Wer der Illusion nachhängt, dass es einen guten Krieg gibt – der lese dieses Buch. Wer glaubt, es könne in einem Krieg irgendwie gelingen, unschuldig zu bleiben, weil man doch so gute Absichten habe – der lese es auch. Es ist ein grauenvolles Buch, es ist ein Dokument der erbarmungslosen Ernüchterung: Das Buch heißt „Vergeltung“ es ist nicht neu, es stammt aus dem Jahr 1956 und ist ziemlich vergessen. Damals, als es erschien, schoben es die Kritiker angewidert weg; das schonungslos grandiose Protokoll des Grauens passte nicht mehr in die Zeit der Remilitarisierung und Wiederbewaffnung. Von „Schreckensmalerei“ war die Rede, von „abscheulicher Perversität“. Es war nicht mehr erwünscht, militärische Konflikte per se als prekär darzustellen. Eine Buchbesprechung damals sagte es ganz deutlich: Zehn Jahre nach dem Krieg lehne der Leser Darstellungen ab, „die jeden positiv gerichteten metaphysischen Hintergrund und Ausblick vermissen lassen“. Einer der ganz wenigen Literaturkritiker, der den Roman schon in den fünfziger Jahren lobte, war Günther Rühle, der spätere FAZ-Feuilletonchef, der vor kurzem im Alter von 96 Jahren verstorben ist. Er empfahl das Buch als „Pflichtlektüre“. Das gilt heute, in den Zeiten des Ukraine-Kriegs, wieder. Das Buch ist Pflichtlektüre.

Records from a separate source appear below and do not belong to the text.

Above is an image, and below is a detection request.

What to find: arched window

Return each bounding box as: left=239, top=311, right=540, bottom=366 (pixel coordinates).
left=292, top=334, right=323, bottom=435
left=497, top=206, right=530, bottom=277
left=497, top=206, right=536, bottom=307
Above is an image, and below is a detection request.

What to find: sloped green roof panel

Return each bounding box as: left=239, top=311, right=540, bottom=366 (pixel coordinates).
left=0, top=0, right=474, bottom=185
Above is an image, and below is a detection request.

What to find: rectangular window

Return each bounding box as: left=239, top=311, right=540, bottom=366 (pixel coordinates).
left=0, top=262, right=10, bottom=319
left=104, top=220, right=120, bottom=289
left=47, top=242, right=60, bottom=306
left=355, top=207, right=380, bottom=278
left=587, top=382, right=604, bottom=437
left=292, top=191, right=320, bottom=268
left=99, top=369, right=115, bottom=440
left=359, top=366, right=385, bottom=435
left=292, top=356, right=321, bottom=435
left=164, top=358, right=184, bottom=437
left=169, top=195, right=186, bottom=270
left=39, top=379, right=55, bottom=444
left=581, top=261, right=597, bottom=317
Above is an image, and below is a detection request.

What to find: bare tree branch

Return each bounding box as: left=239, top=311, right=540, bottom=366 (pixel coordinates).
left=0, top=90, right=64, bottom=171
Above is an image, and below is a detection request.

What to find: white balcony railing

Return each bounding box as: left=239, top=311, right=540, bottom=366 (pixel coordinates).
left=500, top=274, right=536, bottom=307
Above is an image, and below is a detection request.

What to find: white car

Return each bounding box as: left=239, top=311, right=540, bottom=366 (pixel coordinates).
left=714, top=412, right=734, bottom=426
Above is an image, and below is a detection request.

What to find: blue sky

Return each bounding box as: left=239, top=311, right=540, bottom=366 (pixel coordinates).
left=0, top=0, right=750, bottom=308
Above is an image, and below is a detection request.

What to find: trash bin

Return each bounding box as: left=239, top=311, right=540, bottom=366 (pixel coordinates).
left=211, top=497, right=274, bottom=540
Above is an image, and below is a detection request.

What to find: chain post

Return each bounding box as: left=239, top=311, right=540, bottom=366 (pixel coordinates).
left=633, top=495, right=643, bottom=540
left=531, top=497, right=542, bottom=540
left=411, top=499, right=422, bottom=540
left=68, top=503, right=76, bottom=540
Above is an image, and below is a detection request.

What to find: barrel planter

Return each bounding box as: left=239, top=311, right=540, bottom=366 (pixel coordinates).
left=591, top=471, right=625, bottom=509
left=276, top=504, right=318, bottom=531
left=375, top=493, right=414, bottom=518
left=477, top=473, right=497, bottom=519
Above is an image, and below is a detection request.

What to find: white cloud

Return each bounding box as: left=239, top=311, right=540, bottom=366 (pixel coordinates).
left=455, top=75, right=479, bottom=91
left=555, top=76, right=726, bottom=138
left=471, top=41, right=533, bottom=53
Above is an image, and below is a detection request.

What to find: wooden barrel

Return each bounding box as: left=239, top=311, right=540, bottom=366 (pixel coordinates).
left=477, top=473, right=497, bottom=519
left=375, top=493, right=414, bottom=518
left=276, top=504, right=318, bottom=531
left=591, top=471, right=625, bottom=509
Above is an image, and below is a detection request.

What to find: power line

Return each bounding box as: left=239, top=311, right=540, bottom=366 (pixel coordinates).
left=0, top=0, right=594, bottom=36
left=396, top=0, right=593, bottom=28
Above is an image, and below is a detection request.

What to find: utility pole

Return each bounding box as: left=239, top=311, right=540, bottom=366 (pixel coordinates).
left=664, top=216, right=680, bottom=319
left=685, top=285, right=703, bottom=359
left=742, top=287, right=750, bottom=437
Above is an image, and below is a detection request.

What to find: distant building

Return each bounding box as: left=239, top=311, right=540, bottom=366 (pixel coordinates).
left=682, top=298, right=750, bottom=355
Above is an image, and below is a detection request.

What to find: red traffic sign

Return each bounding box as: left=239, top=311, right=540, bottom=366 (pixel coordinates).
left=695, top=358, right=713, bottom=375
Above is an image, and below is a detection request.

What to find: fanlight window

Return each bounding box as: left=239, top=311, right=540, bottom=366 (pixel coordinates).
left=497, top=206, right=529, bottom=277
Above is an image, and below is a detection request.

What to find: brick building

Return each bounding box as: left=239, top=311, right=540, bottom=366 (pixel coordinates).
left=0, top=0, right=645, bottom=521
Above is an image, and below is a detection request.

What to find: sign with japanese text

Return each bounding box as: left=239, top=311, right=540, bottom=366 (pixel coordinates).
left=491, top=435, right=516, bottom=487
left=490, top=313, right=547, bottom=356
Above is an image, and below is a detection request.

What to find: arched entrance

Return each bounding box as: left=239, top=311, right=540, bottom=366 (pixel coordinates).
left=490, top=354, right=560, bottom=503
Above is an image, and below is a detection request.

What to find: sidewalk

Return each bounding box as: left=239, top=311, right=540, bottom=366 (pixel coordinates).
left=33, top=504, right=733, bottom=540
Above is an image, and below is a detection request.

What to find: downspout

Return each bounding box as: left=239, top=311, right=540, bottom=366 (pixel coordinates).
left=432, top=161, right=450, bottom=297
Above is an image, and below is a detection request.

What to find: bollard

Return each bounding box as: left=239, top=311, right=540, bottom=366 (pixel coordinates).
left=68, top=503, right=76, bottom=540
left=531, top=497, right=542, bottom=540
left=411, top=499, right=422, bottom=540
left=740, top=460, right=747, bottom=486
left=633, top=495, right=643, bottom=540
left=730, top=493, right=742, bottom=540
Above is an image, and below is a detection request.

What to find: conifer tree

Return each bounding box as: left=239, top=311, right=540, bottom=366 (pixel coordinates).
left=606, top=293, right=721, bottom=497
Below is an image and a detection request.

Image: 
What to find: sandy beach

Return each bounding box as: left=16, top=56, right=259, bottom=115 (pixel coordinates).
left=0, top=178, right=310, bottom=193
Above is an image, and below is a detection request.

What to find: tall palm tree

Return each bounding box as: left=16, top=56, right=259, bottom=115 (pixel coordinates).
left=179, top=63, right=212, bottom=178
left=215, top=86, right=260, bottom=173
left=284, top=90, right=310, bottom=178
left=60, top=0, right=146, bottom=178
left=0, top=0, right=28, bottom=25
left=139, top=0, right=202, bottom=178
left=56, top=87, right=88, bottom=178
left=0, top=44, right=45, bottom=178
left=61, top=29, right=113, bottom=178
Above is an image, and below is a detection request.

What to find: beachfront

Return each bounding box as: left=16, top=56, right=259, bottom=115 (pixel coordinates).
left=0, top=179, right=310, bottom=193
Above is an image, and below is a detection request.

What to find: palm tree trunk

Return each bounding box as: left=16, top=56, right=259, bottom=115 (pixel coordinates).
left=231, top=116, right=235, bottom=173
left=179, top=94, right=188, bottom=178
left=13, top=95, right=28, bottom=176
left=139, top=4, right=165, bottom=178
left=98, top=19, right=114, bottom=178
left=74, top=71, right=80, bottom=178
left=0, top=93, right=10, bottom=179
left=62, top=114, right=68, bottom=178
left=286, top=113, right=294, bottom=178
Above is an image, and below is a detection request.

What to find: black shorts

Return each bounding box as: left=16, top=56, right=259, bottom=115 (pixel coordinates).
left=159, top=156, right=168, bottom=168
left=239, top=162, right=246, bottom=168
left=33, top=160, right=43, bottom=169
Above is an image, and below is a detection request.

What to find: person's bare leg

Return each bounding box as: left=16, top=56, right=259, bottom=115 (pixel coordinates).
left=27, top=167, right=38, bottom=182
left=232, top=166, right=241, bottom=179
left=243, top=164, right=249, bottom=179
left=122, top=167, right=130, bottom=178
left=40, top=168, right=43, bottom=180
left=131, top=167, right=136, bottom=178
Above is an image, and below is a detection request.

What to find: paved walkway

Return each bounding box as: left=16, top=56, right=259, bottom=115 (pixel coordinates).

Bei mir stand es viele Jahre lang, den Umschlag nach vorn, im Regal. Ich hatte es nach dem Lesen so hingestellt, zur Mahnung quasi. Jetzt, in den Ukraine-Debatten, habe ich es wieder zur Hand genommen: Es ist ein Luftkriegsroman, in dem sich das Geschehen auf schreckliche 69 Minuten konzentriert; eine lange Stunde an einem Julimittag 1944, die Stunde, die das Bombardement einer Großstadt währt: Luftkampf, Vergewaltigung, Sadismus. Wütende Verzweiflung, Reste von Anstand, Inferno. Einer der amerikanischen Flieger, Sergeant Jonathan Strenehen, fällt nach seiner geglückten Landung in die Hände einiger Deutscher, die ihn grausam misshandeln, obwohl er zuvor mit Absicht das Zielgerät seines Bombers auf einen Friedhof ausgerichtet hatte, um die Zivilbevölkerung zu verschonen. Ein Lesebeispiel, Seite 198: „Steine schossen zum Himmel wie Raketen. Die Holzkreuze auf dem Friedhof waren bereits verbrannt. Im zertrümmerten Wartesaal des Bahnhofs krochen Kinder über Steintreppen. Bomben rissen in einer Kirche Christus vom Kreuz, im Keller des Entbindungsheimes den Säuglingen die weiche Haut vom Kopf, irgendwo einer Frau die gefalteten Hände auseinander und im Freigehege des Tierparks Affen von den Bäumen, in die sie sich geflüchtet hatten … Der Fortschritt vernichtete Vergangenheit und Zukunft.“
Der Autor heißt Gert Ledig (1921 – 1999), von ihm stammen noch zwei andere Kriegsromane – „Stalinorgel“ (1955) spielt an der Ostfront, „Faustrecht“ (1957) spielt 1946 in München. Über seinen Roman „Vergeltung“ schrieb Gert Ledig 1957 an seinen Verleger: „Zumindest ist eine Neuauflage nach dem 3. Weltkrieg gesichert“. Lesen wir den Roman, auf dass es diesen Krieg nicht gibt.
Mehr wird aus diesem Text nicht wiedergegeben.